Je vous préviens, je déteste les bouquets. Ne m'offrez jamais de fleurs. J'aurais un regard hypocrite et dégoulinant de pitié. Les fleurs sauvages, je les aime bien, oui, les fleurs qui poussent avec l'audace et la folie dans des champs de rêves, les pâquerettes à dépiauter ou à porter aux lèvres les jours les plus étranges, les roses à sécher lorsqu'elles savent encore piquer, j'aime les fleurs de cerisier qui percent le ciel dans ces jours d'avril, les tâches de couleur exorables et éphémères, les coquelicots et leurs vives flétrissures , les cloches de muguet et tous les parfums exotiques. Mais le bouton enrubané n'est qu'un traumatisme puant. Laissez vos fleurs ou elles sont.
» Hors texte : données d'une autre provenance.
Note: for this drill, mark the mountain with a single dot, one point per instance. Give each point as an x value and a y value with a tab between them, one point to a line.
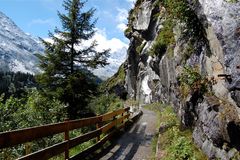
17	48
115	60
186	53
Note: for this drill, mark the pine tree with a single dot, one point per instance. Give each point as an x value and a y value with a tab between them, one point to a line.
66	59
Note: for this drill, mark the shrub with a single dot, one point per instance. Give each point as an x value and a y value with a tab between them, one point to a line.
192	81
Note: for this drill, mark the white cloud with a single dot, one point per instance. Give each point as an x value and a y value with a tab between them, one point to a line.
118	52
131	2
122	26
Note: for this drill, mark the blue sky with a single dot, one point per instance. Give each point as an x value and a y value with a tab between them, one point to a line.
37	17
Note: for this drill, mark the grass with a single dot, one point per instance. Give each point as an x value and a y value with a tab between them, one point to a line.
174	142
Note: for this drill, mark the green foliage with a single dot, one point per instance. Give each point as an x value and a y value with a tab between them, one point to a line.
15	84
174	143
181	147
140	47
116	79
192	81
32	110
64	62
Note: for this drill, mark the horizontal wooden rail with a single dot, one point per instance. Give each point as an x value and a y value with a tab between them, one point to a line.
113	119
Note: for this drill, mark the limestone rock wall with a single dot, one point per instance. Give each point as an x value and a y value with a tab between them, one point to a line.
215	50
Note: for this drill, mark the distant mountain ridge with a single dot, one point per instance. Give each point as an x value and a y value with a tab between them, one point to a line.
17	48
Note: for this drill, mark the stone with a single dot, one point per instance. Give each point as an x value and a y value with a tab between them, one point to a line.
143	16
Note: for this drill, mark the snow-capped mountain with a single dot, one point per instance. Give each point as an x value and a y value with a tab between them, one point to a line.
17	48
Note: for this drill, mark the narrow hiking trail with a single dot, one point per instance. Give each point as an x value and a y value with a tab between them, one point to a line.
135	144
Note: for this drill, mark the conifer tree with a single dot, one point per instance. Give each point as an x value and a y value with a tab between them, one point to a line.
66	59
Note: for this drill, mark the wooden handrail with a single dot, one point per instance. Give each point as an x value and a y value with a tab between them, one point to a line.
12	138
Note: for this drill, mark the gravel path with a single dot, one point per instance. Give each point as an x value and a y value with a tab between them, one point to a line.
135	144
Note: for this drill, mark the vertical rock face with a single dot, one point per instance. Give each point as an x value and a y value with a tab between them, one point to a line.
189	59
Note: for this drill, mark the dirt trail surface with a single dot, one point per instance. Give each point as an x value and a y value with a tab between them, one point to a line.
135	144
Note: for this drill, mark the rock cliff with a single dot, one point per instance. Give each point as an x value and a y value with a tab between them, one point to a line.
187	53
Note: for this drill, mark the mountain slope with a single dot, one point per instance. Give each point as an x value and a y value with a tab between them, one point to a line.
186	53
17	48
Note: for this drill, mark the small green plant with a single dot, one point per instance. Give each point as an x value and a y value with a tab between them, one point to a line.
117	79
192	81
140	48
174	143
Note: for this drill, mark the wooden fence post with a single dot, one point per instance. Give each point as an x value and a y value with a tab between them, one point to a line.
28	148
98	125
66	138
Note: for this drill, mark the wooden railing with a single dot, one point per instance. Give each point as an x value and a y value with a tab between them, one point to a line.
108	124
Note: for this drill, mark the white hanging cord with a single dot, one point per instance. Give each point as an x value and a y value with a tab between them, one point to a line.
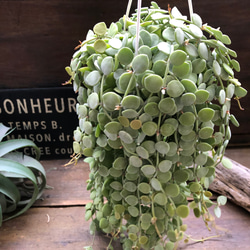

Je ne veux pas de vous.

Are you awake ?


Mes talons noirs et blancs piquent les pavés parisiens et des larmes roulent de mes yeux charbonneux à mes joues rosées. Le rouge ardent de lumières artificielles se mêle au bleu tranquille ou au fuchsia lascif des éclats de rire. Les regards sont vertigineux, la ville est d'or et d'ombre, mais que pourrait-on y trouver ? Que pourrait-on y trouver - puisque les plus belles choses sont quelques fois les plus douloureuses. Des silhouettes se fondent les unes les autres sur des rythmes d'ivresse et de fantaisies, mais ces silhouettes, ces silhouettes , ce sont celles de vos cauchemars. Vous ne verrez pas ce qu'est une plaie qui s'ouvre une fois encore, parce que le rire et l'extase vous entourent, que le monde est scintillant et la jeunesse plus brûlante que jamais, Paris est à nos pieds, les rencontres sont foisonnantes, les regards brillants, la nuit badine et légère, et au milieu de ce royaume, quelqu'un saigne, quelqu'un saigne, quelqu'un saigne. Déliquescence.

The catcher in the rye.




Que sera demain ?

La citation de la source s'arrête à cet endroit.